The Internet of Things is here and at the doorstep of the manufacturing industries. However, it is still in its infancy. Samsung has joined forces with two highly influential organizations, the OPC Foundation and EdgeX Foundry, to tap into the incredible potential of the application of IoT technologies to manufacturing.
We stand on the brink of a technological revolution that will fundamentally alter the way we live, work, and relate to one another. The Fourth Industrial Revolution is the digital revolution that has been occurring since the middle of the last century. It is characterized by a fusion of technologies that is blurring the lines between the physical, digital, and biological spheres.
Here Interoperability is a must. This refers to the ability of various systems and devices to exchange and interpret data. Samsung considers interoperability as a significant challenge for a seamless IoT platform, which can transcend the business domains. This will improve the operational efficiency of the company.
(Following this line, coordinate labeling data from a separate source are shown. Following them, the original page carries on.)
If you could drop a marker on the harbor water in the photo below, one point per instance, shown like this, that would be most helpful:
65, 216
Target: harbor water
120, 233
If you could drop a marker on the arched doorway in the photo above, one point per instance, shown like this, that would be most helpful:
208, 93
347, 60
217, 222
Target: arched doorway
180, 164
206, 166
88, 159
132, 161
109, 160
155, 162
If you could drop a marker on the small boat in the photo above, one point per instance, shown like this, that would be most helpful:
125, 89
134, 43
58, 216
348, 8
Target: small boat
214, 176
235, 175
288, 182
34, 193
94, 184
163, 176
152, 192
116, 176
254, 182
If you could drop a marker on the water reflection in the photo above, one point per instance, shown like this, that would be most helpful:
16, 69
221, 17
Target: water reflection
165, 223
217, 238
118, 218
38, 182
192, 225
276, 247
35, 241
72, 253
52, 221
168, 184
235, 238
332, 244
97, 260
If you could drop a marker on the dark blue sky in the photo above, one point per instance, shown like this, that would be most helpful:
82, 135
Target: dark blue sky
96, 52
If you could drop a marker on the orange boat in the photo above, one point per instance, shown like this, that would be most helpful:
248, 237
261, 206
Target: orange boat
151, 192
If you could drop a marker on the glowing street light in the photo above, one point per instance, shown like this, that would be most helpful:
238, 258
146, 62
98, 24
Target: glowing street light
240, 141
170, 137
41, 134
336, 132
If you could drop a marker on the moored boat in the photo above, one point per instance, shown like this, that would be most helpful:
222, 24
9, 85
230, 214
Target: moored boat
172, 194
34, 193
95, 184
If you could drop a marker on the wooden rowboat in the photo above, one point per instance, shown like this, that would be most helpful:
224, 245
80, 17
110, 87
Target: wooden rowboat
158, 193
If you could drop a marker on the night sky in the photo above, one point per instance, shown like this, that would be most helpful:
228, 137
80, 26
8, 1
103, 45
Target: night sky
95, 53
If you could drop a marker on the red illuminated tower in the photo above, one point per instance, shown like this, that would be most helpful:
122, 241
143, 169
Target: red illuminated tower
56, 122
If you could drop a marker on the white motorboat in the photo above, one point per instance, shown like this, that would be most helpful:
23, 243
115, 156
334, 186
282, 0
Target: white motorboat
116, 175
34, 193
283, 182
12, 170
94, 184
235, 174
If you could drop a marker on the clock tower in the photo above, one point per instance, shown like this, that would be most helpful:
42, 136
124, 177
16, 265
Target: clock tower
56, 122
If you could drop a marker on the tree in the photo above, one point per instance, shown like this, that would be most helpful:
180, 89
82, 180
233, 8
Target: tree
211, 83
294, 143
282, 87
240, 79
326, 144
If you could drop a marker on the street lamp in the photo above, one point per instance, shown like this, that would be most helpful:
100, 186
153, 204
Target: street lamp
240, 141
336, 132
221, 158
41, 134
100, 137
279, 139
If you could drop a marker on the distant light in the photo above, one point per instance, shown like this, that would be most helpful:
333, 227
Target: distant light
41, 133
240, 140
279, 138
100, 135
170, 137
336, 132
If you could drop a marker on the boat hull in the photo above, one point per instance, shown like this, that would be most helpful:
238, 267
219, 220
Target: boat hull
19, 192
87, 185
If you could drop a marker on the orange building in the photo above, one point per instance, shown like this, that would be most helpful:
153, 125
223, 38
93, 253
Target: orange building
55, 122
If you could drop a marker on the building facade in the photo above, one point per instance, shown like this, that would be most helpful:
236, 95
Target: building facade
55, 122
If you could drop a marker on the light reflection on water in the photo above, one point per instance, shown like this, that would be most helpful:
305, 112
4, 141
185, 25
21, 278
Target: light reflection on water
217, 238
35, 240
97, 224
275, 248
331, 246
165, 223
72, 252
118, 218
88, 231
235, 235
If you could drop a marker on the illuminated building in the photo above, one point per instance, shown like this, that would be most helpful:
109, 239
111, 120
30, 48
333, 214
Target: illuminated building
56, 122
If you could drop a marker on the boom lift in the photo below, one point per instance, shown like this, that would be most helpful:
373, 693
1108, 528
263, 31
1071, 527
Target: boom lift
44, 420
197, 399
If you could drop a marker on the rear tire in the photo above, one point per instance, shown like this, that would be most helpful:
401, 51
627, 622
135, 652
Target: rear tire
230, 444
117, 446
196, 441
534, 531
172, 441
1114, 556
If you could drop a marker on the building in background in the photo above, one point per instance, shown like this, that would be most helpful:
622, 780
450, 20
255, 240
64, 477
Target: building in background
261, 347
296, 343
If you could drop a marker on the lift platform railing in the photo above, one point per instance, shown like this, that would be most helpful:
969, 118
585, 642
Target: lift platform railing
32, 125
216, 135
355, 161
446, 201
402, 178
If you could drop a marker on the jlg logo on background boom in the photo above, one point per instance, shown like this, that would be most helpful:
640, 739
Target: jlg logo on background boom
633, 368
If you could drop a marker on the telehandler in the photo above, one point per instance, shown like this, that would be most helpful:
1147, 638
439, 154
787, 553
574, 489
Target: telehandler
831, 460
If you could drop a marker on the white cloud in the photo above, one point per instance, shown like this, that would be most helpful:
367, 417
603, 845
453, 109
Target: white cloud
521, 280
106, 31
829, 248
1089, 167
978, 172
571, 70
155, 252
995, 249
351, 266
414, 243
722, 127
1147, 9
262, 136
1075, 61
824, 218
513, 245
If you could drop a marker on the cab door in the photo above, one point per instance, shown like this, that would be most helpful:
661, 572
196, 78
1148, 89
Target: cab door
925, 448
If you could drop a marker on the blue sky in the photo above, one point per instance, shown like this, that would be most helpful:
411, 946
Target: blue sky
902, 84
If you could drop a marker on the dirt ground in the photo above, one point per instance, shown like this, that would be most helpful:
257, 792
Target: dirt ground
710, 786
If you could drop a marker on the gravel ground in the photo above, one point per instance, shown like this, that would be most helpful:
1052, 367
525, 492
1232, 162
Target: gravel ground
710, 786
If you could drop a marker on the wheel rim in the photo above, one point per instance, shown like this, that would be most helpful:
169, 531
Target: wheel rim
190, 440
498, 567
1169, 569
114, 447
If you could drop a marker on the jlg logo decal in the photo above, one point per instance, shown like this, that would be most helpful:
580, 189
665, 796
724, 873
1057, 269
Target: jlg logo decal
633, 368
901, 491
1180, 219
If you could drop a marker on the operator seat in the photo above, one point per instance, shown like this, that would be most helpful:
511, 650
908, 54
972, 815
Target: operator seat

To overcome this problem, Samsung has partnered with one of the world’s influential current de-facto Industrial IIoT organizations, the OPC Foundation.
The OPC Foundation was founded in 1996, as a core Corporate member. OPC is the interoperability standard for the secure and reliable exchange of data in the industrial automation space and in other industries. It is platform independent and ensures the seamless flow of information among devices from multiple vendors. The OPC Foundation is responsible for the development and maintenance of this standard.
The OPC Unified Architecture (UA), released in 2008, is a platform-independent service-oriented architecture that integrates all the functionality of the individual OPC Classic specifications into one extensible framework.
Samsung will work together with over 500 industry vendors and software developers. This is to take part in creating a series of specifications for the OPC. The aim of this is to accelerate the deployment of an interoperable IIoT edge platform into its manufacturing infrastructure based on the OPC UA framework.
EdgeX Foundry is a vendor-neutral open source project. EdgeX is hosted by The Linux Foundation. It is building a common open framework for IoT edge computing. The project is focused on an interoperability framework hosted within a full hardware and OS independent reference software platform to enable an ecosystem of plug-and-play components.
This unifies the marketplace and accelerates the deployment of IoT solutions. EdgeX is an important enabler for interested parties to freely collaborate on open and interoperable IoT solutions built using existing connectivity standards combined with their own proprietary innovations.
Samsung in collaboration with EdgeX will receive a direct benefit in its efforts in the industrial sector. Simultaneously, Samsung will be expanding the market for EdgeX compatible devices.
Samsung wants to create a lightweight edge solution which can support real-time operations for factories. For example, manufacturing equipment utilizing sensors and IoT technologies to enable real-time data collection and analysis, as well as capabilities for self-optimization and autonomous decision-making.
Along with Smart Manufacturing, Samsung is exploring various other paths in IIoT. For example, Smart Buildings, Smart Lighting, and Smart Energy Management. Samsung is moving one step closer to the achievement of true seamless interoperable IoT services across business domains by constructive and close cooperation with different industry partners.
When it comes to the power of the IIoT, the sky is the limit. As more and more data is created from increasingly connected machines, systems, and devices, the volume of critical and valuable insights to be realized and acted upon is limitless.